Fauzia Yazdani, écrivaine et militante des droits humains, a partagé une capture d'écran d'un tweet où des femmes journalistes déclaraient :
IFJ Gender coordinator 🤷♀️🤦🏾♀️ https://t.co/Y0ZQIZdRYU pic.twitter.com/I2fXdlaFmM
— Fauzia Yazdani (@yazdanifauzia) April 13, 2026
Coordonnatrice des questions de genre de l'IFJ 🤷♀️🤦🏾♀️ https://t.co/Y0ZQIZdRYU pic.twitter.com/I2fXdlaFmM
— Fauzia Yazdani (@yazdanifauzia) 13 avril 2026
Harcèlement des femmes journalistes au Pakistan
Selon un rapport d'ONU Femmes, intitulé « Tipping Point: Online Violence Impacts, Manifestations, and Redress in the AI Age » (Point critique : Impacts, manifestations et réparation face à la violence en ligne à l'ère de l'IA) , publié à l'occasion de la Journée mondiale de la liberté de la presse 2026, 45% des femmes journalistes et professionnelles des médias ont déclaré pratiquer l'autocensure sur les réseaux sociaux pour éviter les abus — une augmentation de 50% depuis 2020. Le rapport souligne comment ces pressions écartent de plus en plus les femmes du débat public et limitent leur participation à l'égalité des chances dans l'espace médiatique. Dans de nombreux cas, les femmes journalistes s'autocensurent ou évitent tout simplement de signer leurs articles afin de réduire le risque de représailles ou de pressions institutionnelles.

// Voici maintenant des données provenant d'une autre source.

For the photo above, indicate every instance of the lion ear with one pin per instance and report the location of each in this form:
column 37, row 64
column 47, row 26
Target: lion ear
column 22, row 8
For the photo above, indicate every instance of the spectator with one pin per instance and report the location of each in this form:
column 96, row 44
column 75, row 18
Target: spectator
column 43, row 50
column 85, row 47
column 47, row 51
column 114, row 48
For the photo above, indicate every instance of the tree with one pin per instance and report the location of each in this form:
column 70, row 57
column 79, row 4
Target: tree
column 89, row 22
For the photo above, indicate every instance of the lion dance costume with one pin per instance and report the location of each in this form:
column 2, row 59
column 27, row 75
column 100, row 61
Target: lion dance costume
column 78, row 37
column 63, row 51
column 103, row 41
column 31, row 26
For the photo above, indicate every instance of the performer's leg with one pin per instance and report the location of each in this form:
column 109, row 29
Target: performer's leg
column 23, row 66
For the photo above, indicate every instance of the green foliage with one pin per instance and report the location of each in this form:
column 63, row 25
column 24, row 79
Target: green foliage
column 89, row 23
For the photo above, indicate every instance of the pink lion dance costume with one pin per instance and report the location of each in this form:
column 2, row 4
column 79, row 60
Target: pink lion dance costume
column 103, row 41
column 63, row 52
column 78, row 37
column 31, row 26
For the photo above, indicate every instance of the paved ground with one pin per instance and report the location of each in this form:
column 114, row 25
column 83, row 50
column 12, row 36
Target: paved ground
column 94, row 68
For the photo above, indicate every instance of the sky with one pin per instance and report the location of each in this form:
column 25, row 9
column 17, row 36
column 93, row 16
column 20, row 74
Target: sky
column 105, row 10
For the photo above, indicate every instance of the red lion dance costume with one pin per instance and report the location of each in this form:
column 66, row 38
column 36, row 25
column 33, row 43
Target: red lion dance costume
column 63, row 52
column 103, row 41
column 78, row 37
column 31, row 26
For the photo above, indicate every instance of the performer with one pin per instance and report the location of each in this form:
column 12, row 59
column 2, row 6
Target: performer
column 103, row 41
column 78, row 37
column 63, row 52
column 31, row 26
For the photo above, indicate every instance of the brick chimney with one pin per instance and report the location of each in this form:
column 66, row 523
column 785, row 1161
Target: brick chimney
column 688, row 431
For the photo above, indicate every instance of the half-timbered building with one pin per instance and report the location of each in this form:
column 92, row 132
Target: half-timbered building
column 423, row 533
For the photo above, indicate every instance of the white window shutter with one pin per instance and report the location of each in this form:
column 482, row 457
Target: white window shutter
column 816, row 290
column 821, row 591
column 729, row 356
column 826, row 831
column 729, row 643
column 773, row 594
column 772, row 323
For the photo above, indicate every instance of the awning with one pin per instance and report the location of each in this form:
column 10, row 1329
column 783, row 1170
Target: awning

Au Pakistan, cette tendance est visible depuis des années, en particulier depuis l'essor du Mouvement du Pakistan pour la justice dans les années 2010. Au fil du temps, les femmes journalistes sont devenues de plus en plus la cible de violence basée sur le genre facilitée par la technologie (TFGBV). Elles sont victimes de harcèlement en ligne, de campagnes de diffamation persistantes, de désinformation et de divulgation de données personnelles. Nombre d'entre elles ont également reçu des menaces de viol et de mort, tandis que des deepfakes et des images sexualisées générées par IA ont été créées et diffusées à leur encontre.
Après l'attentat terroriste perpétré contre l'école militaire de Peshawar en 2014, qui a coûté la vie à 144 élèves et membres du personnel, la loi de 2016 sur la prévention des crimes électroniques (PECA) a été introduite dans le cadre du Plan d'action national (PAN) en 20 points afin de lutter contre le cyberterrorisme. Elle comprenait également des dispositions visant à protéger les femmes du harcèlement en ligne. Cependant, au fil du temps, sa mise en œuvre n'a pas pleinement permis d'atteindre ces objectifs. Les critiques affirment que la loi est de plus en plus utilisée contre la liberté d'expression, les militants, les personnalités politiques et les journalistes. En 2025, un amendement a encore renforcé ses dispositions.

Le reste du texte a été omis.